We observed from the data set that the occurrence of RTS features can be discrete, but more frequently they tend to be clustered or adjacent. This nature of RTS leads to a caveat that often more than one RTS can appear in a single training image patch. Therefore, when using the data set in DL model training, a random training-validation-testing split is often problematic. Two or more adjacent RTS can be randomly assigned to the training and testing set while their distance is so close that the testing RTS has already appeared in the training RTS patch, causing data leakage and overestimated model accuracy. Some possible solutions to this issue could be 1) manually selecting the validation and testing set and making sure no training RTS appears in the same scene; 2) using algorithms to ensure that RTS within a certain distance of other RTS are included in the same training/testing set; or 3) using region-based cross-validation. We have developed an automatic data set splitting algorithm which will guarantee completely separated training-validation-testing subsets generated for a given ratio of split. The algorithm is implemented in our ARTS GitHub repository with a tutorial and use instructions. We recommend using this tool to do data-splitting for DL model training.

Contribution Guideline

The database is open to high-quality contributions regardless of size. There are four or five steps to contribution depending on whether or not new metadata columns are being added:

  1. 1.

    Generate UIDs for all RTS digitisation entries (Automated, see section Metadata Formatting)

  2. 2.

    Check polygon intersection (Automated)

  3. 3.

    Update UIDs using the intersection information (Automated)

  4. 4.

    Request data contribution via GitHub (recommended) or share directly with the correspondence author.

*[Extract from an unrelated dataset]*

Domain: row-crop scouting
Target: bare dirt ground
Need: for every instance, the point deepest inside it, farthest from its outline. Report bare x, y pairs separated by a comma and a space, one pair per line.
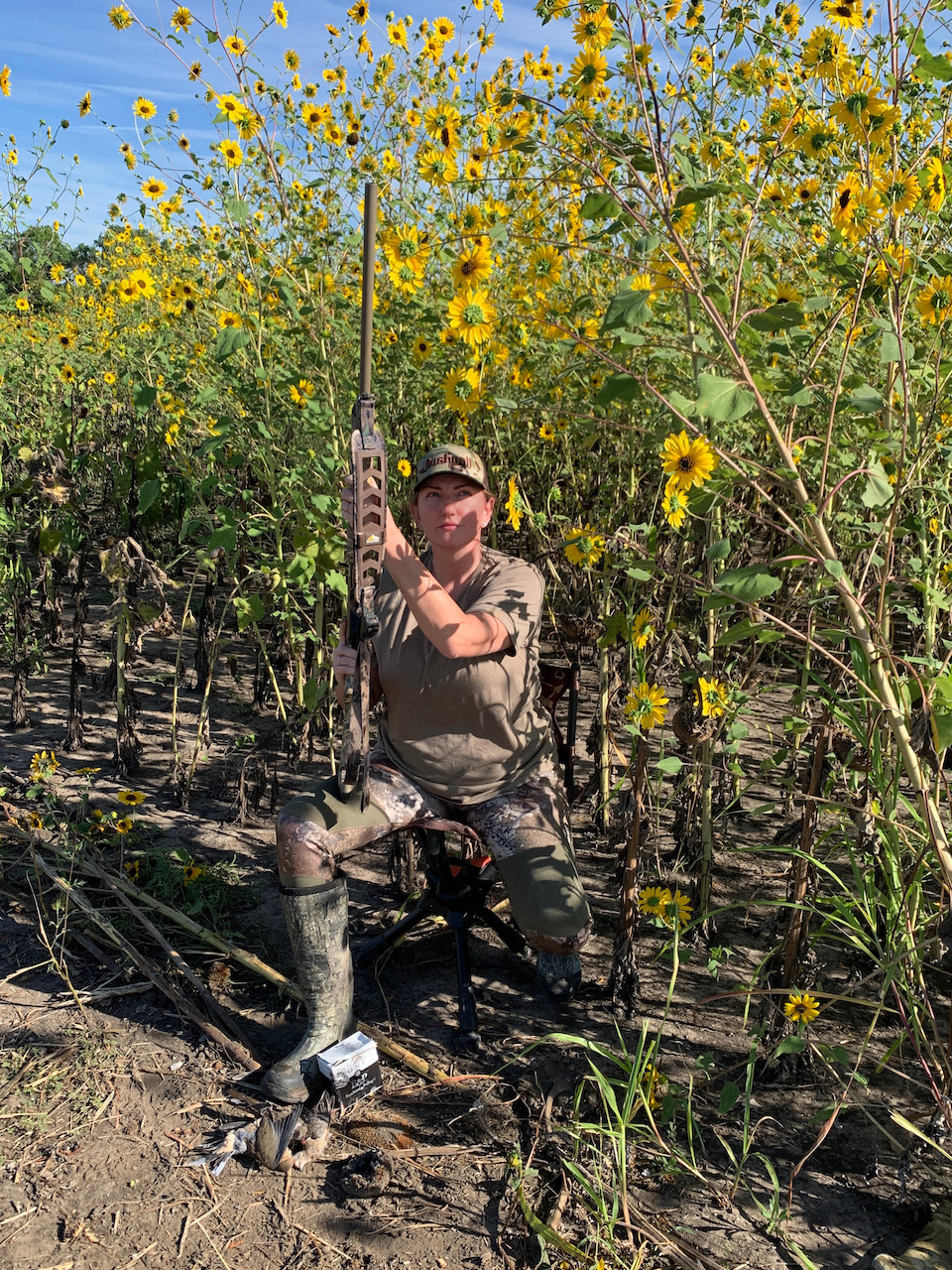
107, 1091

For a data set that has new columns that do not exist in the latest version of the Metadata Format Summary (https://github.com/whrc/ARTS/blob/main/Metadata%20Format%20Summary.csv):

  1. 5.

    Add a new metadata entry type to the Metadata Format Summary, including FieldName, Format and Description.

Data Versioning

For a cooperative and evolving data set, it is important to track changes over time and avoid overwriting accidents. Therefore we defined a data versioning scheme to help users understand the data set evolution and allow rolling back to previous versions. We adopted a three-part semantic version number convention consisting of three numbers connected by dots (e.g. 3.0.2). Where the first number indicates the incorporation of a new set of RTS entries from a new data source. The second number indicates batch changes or additions to the metadata (new rows or new columns) without introducing a new data source. The last number indicates minor changes or fixes to the existing data or metadata, such as editing existing metadata or adjusting polygons’ vertices to the existing data. Each version update will require a concise update note describing the changes to the data set.